The mastery of blending
In the book, royal correspondent Russell Myers speaks to Stephen and Matthew Twining about one of the defining parts of the Twinings story our business: the art and science of blending tea.
“To understand Twinings’ philosophy of sourcing and blending tea to a high quality, you have to understand tea,” says Stephen Twining, tenth generation of the Twinings family. “Tea is like wine. Every time you pick it, if the weather conditions change, the tea has a different profile. However, your cup of English Breakfast or Earl Grey never changes - that is the art of blending tea.”
That expertise dates back to 1706, when Thomas Twining opened Tom’s Coffee House on the Strand and began selling dry tea for customers to enjoy at home. Delivering consistent taste and quality was as important then as it is today. That commitment was recognised when Queen Victoria granted Twinings its first Royal Warrant in 1837, and Twinings has supplied every reigning monarch since.

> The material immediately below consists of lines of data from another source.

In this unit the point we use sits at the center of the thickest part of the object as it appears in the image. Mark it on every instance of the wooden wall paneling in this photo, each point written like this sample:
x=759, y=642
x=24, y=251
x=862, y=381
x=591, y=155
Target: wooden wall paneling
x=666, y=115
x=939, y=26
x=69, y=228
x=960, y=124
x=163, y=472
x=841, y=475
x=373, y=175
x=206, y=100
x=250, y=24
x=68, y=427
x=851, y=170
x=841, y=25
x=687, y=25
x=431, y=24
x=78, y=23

“Our commitment to quality and blending really sets us apart,” says Matthew Twining, the eleventh generation of the family and
currently training to become a Twinings Master Blender. It takes at least nine years to achieve this title, and today our team of 14 Master Blenders has more than 250 years of combined experience. “We drink 100 million cups of tea a day in Britain, and a lot of effort goes into making each teabag. We taste every blend at least six times before it reaches the consumer - and we’ve been doing that for hundreds of years. Today, that same dedication underpins Twinings’ global footprint, with the brand enjoyed by consumers in more than 120 countries.”